Melanoma is an aggressive form of skin cancer. Survival rates are excellent if it is detected early but fall markedly if it metastasises. A key step in early tumour progression is the formation of cell clusters, which can promote metastasis. However, the mechanisms driving cell clustering, and the role of phenotypic heterogeneity in the dynamics of these clusters, remain poorly understood. In this work, we propose a system of ordinary differential equations that models cluster formation dynamics within a coagulation-fragmentation-proliferation framework. Using Bayesian inference, we fit this model to in vitro time-lapse microscopy data from two melanoma phenotypes-proliferative and invasive-to uncover the predominant mechanisms driving cluster formation and how these differ between phenotypes.
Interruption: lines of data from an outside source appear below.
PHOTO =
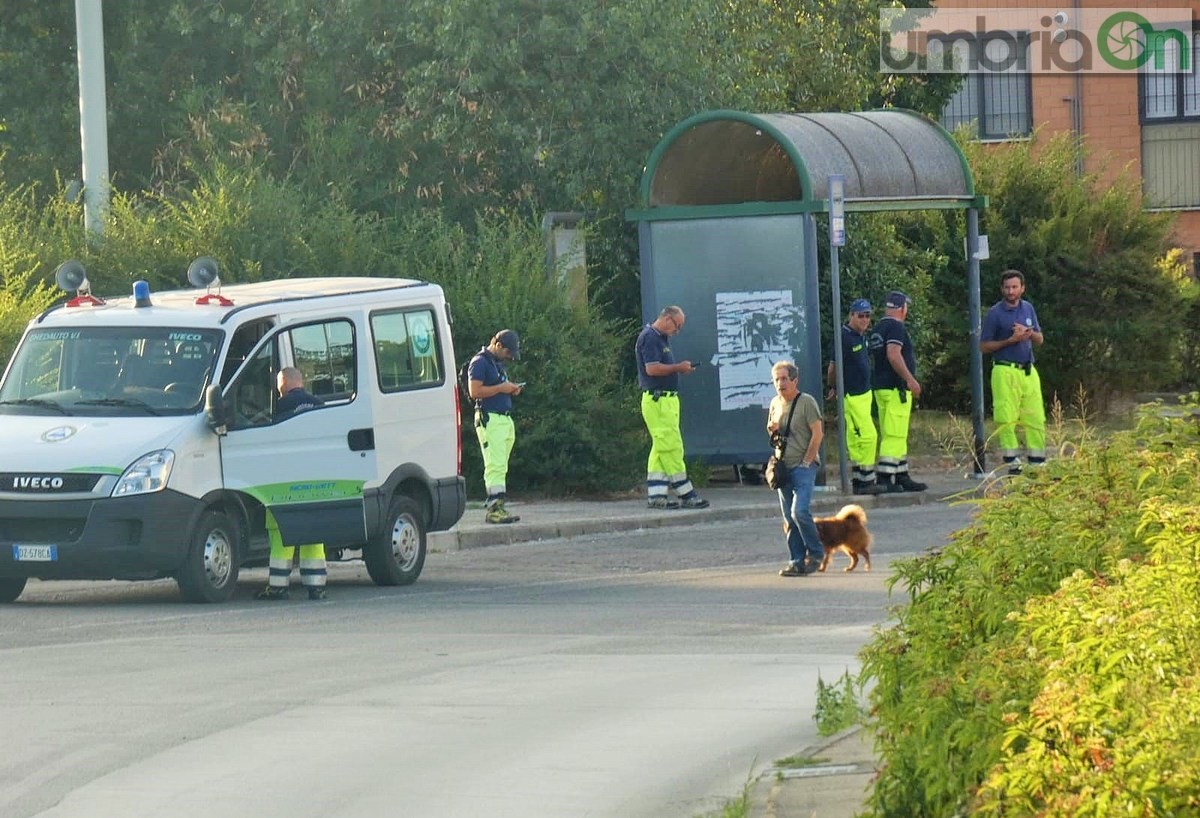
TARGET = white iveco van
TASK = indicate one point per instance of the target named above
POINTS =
(138, 435)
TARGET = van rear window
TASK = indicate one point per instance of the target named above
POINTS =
(408, 354)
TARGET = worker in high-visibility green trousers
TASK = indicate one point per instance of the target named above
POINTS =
(856, 374)
(658, 374)
(895, 384)
(293, 398)
(492, 392)
(312, 565)
(1009, 332)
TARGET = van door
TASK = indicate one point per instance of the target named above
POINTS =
(309, 468)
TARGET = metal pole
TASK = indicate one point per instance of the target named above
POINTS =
(975, 318)
(835, 284)
(837, 239)
(93, 114)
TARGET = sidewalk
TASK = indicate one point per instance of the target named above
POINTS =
(835, 785)
(550, 519)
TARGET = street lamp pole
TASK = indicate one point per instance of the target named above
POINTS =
(93, 114)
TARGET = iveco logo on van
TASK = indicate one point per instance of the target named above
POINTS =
(47, 483)
(36, 482)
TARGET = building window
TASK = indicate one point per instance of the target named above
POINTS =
(995, 104)
(1167, 92)
(1169, 107)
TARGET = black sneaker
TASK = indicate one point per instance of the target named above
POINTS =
(270, 593)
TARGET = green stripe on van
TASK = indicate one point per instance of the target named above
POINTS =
(306, 491)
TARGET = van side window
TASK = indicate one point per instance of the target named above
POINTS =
(408, 353)
(324, 354)
(253, 394)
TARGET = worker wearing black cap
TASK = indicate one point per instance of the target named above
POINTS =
(856, 373)
(895, 389)
(492, 392)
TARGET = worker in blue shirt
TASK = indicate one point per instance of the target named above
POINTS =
(856, 373)
(1009, 332)
(492, 392)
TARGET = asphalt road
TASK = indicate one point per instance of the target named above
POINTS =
(635, 674)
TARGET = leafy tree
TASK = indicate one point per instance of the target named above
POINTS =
(1093, 263)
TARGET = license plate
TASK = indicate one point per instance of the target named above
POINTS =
(35, 553)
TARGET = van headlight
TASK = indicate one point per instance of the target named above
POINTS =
(149, 473)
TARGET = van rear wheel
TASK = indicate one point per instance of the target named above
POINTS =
(210, 573)
(11, 588)
(396, 555)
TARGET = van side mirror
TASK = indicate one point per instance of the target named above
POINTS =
(215, 409)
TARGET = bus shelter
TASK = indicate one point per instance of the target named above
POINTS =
(727, 229)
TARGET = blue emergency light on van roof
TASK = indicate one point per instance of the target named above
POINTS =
(142, 294)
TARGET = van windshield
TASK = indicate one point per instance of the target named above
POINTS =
(111, 371)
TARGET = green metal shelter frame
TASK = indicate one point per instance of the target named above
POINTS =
(736, 164)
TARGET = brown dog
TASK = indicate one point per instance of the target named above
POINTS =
(845, 531)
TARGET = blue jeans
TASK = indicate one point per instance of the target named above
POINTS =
(793, 503)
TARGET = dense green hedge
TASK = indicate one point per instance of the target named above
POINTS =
(1048, 660)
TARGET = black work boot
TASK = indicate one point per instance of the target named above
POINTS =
(885, 486)
(907, 483)
(865, 487)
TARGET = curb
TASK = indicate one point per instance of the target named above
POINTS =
(459, 539)
(775, 792)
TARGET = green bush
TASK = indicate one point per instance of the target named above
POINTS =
(970, 673)
(1069, 234)
(1115, 725)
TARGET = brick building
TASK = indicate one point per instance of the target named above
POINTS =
(1144, 118)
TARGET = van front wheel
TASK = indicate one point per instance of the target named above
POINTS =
(210, 572)
(11, 588)
(396, 555)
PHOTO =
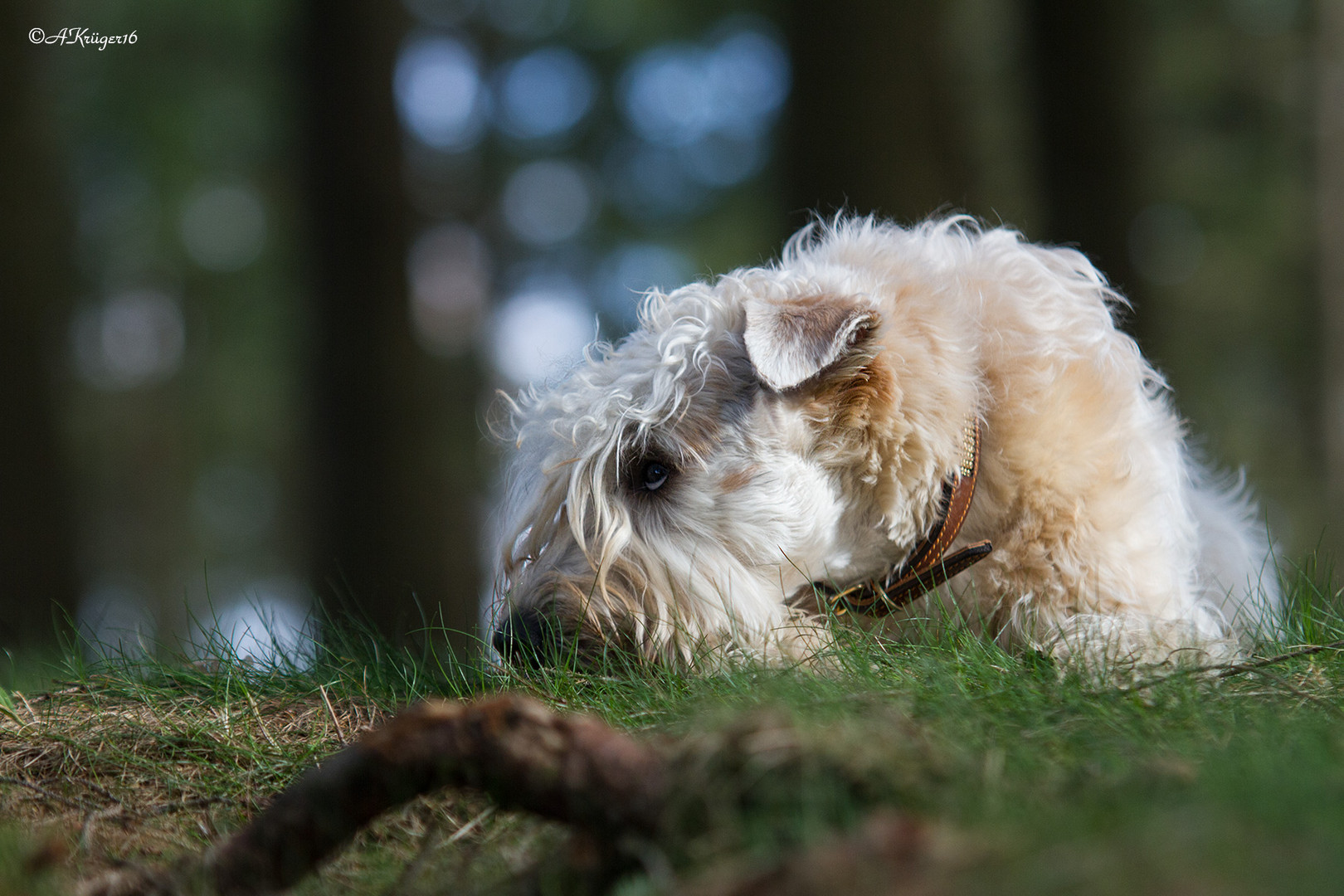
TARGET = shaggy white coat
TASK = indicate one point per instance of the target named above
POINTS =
(810, 411)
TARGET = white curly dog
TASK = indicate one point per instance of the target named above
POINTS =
(785, 449)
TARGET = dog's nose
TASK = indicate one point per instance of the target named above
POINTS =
(528, 637)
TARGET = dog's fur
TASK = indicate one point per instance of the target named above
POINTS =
(808, 412)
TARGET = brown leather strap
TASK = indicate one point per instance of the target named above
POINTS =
(926, 567)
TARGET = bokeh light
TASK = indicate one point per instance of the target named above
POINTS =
(678, 93)
(541, 331)
(633, 269)
(548, 202)
(269, 621)
(223, 227)
(449, 275)
(544, 95)
(440, 93)
(134, 338)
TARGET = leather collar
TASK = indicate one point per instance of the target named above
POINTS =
(929, 563)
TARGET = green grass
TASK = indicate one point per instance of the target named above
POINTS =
(1030, 779)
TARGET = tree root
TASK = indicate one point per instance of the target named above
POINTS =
(567, 768)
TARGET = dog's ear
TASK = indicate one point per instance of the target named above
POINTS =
(789, 343)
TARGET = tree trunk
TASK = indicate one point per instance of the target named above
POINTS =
(394, 442)
(1329, 197)
(875, 125)
(37, 553)
(1083, 78)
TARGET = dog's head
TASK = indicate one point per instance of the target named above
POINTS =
(782, 426)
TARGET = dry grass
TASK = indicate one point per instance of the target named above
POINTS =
(117, 778)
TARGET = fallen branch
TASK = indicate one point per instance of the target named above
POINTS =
(569, 768)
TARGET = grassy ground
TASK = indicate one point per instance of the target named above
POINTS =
(1019, 779)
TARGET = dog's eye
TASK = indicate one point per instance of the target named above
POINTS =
(654, 476)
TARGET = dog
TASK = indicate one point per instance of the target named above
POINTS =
(762, 458)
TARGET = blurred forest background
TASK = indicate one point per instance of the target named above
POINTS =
(265, 268)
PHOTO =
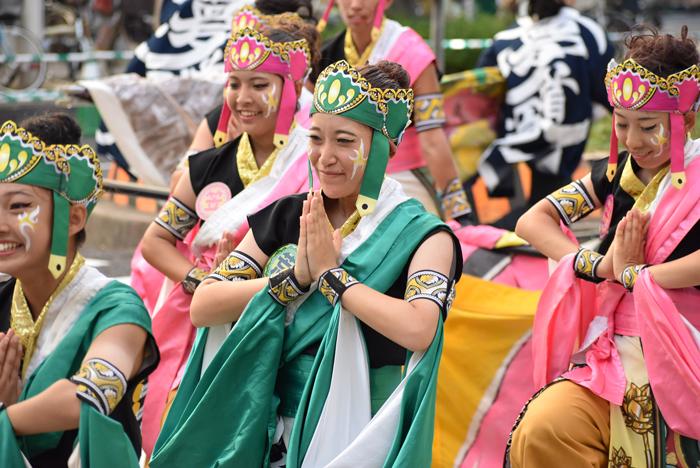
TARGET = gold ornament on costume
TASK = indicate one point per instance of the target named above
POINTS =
(620, 459)
(248, 169)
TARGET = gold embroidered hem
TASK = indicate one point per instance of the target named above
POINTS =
(642, 194)
(22, 321)
(632, 427)
(248, 169)
(352, 55)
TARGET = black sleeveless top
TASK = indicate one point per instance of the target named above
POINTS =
(277, 225)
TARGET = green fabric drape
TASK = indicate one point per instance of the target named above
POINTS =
(229, 415)
(103, 440)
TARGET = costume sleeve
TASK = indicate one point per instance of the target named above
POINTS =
(601, 185)
(277, 224)
(120, 304)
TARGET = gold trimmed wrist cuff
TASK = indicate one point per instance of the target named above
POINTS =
(177, 218)
(629, 275)
(334, 283)
(193, 279)
(586, 265)
(238, 266)
(427, 284)
(572, 202)
(284, 287)
(100, 384)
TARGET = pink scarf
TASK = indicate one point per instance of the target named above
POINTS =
(571, 310)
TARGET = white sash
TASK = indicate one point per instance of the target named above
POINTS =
(64, 311)
(233, 213)
(390, 196)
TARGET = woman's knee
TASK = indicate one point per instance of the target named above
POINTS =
(566, 420)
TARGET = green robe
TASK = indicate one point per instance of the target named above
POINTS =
(103, 442)
(228, 416)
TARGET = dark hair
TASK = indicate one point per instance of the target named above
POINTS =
(541, 9)
(662, 54)
(386, 75)
(57, 128)
(289, 28)
(276, 7)
(54, 128)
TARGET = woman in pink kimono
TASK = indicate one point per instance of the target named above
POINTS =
(616, 332)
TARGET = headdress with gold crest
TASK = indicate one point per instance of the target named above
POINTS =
(376, 25)
(72, 172)
(249, 50)
(631, 86)
(341, 90)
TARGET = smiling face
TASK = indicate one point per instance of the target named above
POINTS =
(25, 228)
(358, 15)
(254, 99)
(338, 149)
(646, 135)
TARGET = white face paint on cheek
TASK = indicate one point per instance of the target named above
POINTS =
(28, 221)
(270, 100)
(661, 140)
(360, 159)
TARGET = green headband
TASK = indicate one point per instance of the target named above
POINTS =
(72, 172)
(341, 90)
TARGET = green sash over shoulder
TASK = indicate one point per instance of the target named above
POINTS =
(228, 417)
(103, 442)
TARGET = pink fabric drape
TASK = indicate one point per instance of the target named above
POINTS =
(569, 308)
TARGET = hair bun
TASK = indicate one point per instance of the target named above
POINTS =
(396, 72)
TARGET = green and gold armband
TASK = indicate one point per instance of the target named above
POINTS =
(193, 279)
(454, 200)
(427, 284)
(177, 218)
(428, 112)
(100, 384)
(334, 283)
(237, 267)
(284, 287)
(629, 275)
(572, 202)
(586, 264)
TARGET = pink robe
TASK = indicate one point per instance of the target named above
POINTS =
(571, 310)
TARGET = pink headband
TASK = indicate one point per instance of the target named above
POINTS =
(249, 50)
(378, 15)
(631, 86)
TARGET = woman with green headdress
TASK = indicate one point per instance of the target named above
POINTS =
(330, 294)
(74, 365)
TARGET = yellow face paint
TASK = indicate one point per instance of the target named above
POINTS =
(270, 101)
(359, 159)
(28, 221)
(661, 141)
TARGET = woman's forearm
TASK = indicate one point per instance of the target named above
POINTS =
(681, 273)
(220, 302)
(55, 409)
(408, 324)
(540, 227)
(163, 255)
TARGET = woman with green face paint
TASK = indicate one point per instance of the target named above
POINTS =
(75, 362)
(371, 37)
(359, 279)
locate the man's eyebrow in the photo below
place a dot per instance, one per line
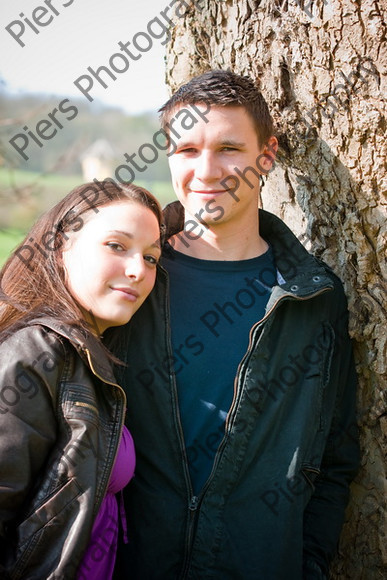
(233, 143)
(223, 142)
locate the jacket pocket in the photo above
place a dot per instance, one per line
(50, 511)
(79, 403)
(310, 475)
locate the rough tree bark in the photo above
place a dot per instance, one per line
(322, 67)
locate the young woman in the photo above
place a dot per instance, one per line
(88, 264)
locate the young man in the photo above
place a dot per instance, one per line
(241, 398)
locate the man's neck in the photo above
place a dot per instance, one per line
(220, 242)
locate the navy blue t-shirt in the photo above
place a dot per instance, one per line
(214, 304)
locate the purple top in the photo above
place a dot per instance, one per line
(99, 559)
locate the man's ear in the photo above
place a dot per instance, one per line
(268, 155)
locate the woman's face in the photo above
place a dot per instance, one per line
(110, 263)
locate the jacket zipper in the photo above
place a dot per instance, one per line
(86, 350)
(195, 501)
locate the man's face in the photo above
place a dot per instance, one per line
(206, 162)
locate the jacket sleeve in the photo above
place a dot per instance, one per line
(324, 515)
(29, 371)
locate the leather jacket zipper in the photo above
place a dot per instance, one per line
(102, 495)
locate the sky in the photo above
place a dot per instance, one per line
(62, 38)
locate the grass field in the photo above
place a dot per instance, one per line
(41, 193)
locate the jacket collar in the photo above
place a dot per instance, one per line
(87, 345)
(300, 274)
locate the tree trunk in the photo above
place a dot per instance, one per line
(322, 69)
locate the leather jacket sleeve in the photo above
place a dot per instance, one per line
(30, 365)
(324, 515)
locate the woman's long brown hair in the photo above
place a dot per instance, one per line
(32, 281)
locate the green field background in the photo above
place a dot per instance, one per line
(43, 191)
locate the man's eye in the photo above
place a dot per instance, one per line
(115, 246)
(187, 150)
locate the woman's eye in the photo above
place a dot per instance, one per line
(115, 246)
(187, 150)
(151, 259)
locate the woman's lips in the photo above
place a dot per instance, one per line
(128, 293)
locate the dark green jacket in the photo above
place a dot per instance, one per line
(274, 504)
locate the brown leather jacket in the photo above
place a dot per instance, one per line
(61, 417)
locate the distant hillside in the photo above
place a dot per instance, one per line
(70, 126)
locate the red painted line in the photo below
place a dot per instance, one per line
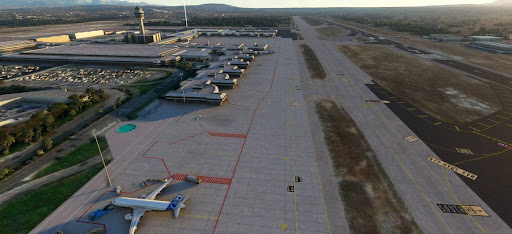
(186, 138)
(205, 179)
(252, 90)
(245, 139)
(228, 135)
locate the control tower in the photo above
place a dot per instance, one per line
(139, 14)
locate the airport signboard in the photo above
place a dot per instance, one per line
(462, 209)
(452, 167)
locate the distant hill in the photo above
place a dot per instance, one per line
(501, 3)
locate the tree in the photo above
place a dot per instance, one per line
(37, 115)
(58, 109)
(37, 134)
(119, 101)
(27, 135)
(48, 143)
(48, 122)
(6, 144)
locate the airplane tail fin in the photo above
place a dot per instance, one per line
(179, 206)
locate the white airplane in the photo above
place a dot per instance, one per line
(148, 203)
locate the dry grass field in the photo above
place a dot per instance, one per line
(498, 62)
(439, 92)
(371, 202)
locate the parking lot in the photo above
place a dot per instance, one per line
(89, 75)
(12, 71)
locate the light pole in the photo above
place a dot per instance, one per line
(101, 154)
(183, 87)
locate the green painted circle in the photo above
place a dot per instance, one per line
(126, 128)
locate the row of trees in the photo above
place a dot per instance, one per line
(13, 89)
(43, 122)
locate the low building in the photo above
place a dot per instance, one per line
(89, 34)
(257, 47)
(7, 46)
(54, 39)
(137, 38)
(196, 54)
(197, 91)
(102, 53)
(485, 38)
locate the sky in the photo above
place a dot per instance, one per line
(319, 3)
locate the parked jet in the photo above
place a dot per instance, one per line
(148, 203)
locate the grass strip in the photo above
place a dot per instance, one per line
(437, 91)
(27, 211)
(316, 71)
(312, 21)
(330, 31)
(371, 203)
(80, 154)
(299, 36)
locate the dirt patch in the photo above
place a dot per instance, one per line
(330, 31)
(312, 21)
(441, 93)
(371, 202)
(316, 71)
(498, 62)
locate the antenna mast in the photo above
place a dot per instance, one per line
(185, 8)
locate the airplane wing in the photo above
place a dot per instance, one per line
(137, 214)
(153, 194)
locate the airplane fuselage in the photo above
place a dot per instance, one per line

Additionally, we provide preliminary insights into how clustering behaviour in co-cultures contrasts with that observed in monocultures. The model quantifies phenotypic differences in clustering dynamics: invasive cells in monoculture exhibit nearly threefold higher coagulation rates than proliferative cells, whereas proliferative cells display slightly higher proliferation rates. These differences align with known gene expression profiles. When applied to co-culture data, the model predicts hybrid coagulation behaviour of the clusters influenced by both proliferative and invasive cells but dominated by the invasive cells, and an elevated proliferation rate, suggesting a mutually beneficial effect of phenotypic heterogeneity on cell proliferation.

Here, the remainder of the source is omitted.